Training and using modern neural-network based latent-variable generative models (like Variational Autoencoders) often require simultaneously training a generative direction along with an inferential(encoding) direction, which approximates the posterior distribution over the latent variables. Thus, the question arises: how complex does the inferential model need to be, in order to be able to accurately model the posterior distribution of a given generative model? In this paper, we identify an important property of the generative map impacting the required size of the encoder. We show that if the generative map is "strongly invertible" (in a sense we suitably formalize), the inferential model need not be much more complex. Conversely, we prove that there exist non-invertible generative maps, for which the encoding direction needs to be exponentially larger (under standard assumptions in computational complexity). Importantly, we do not require the generative model to be layerwise invertible, which a lot of the related literature assumes and isn't satisfied by many architectures used in practice (e.g. convolution and pooling based networks). Thus, we provide theoretical support for the empirical wisdom that learning deep generative models is harder when data lies on a low-dimensional manifold.

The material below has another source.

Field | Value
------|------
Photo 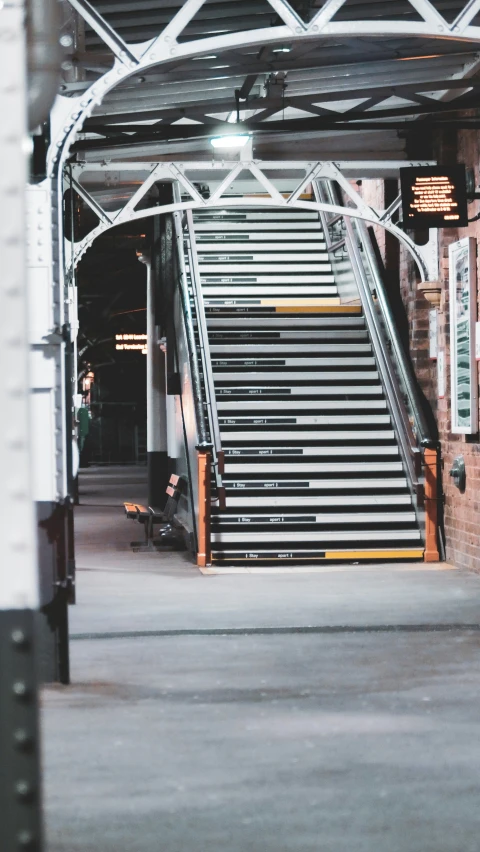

翻译：培训和使用基于现代神经网络的隐性可变基因模型(如变式自动编码器)往往需要同时培训一个基因方向和一种推断(编码)方向,该方向与潜在变量的后部分布相近。因此,问题产生:推断模型需要多么复杂,才能准确模拟某一基因模型的后部分布?在本文中,我们确定基因图的一个重要属性,影响编码器的所需大小。我们表明,如果基因图是“强烈不可视”的(在我们适当正规化的意义上),推断模型不需要更加复杂得多。相反,我们证明存在着非不可知的基因图,对于这些图,编码模型的方向需要大得多(根据计算复杂性的标准假设)。重要的是,我们并不要求基因模型具有分层不可知性,许多相关的文献都包含并且我们不为实践中使用的许多结构所满意(例如:在深层次模型和高层次数据基础上,我们提供更深层次的理论模型和高层次的模型支持)。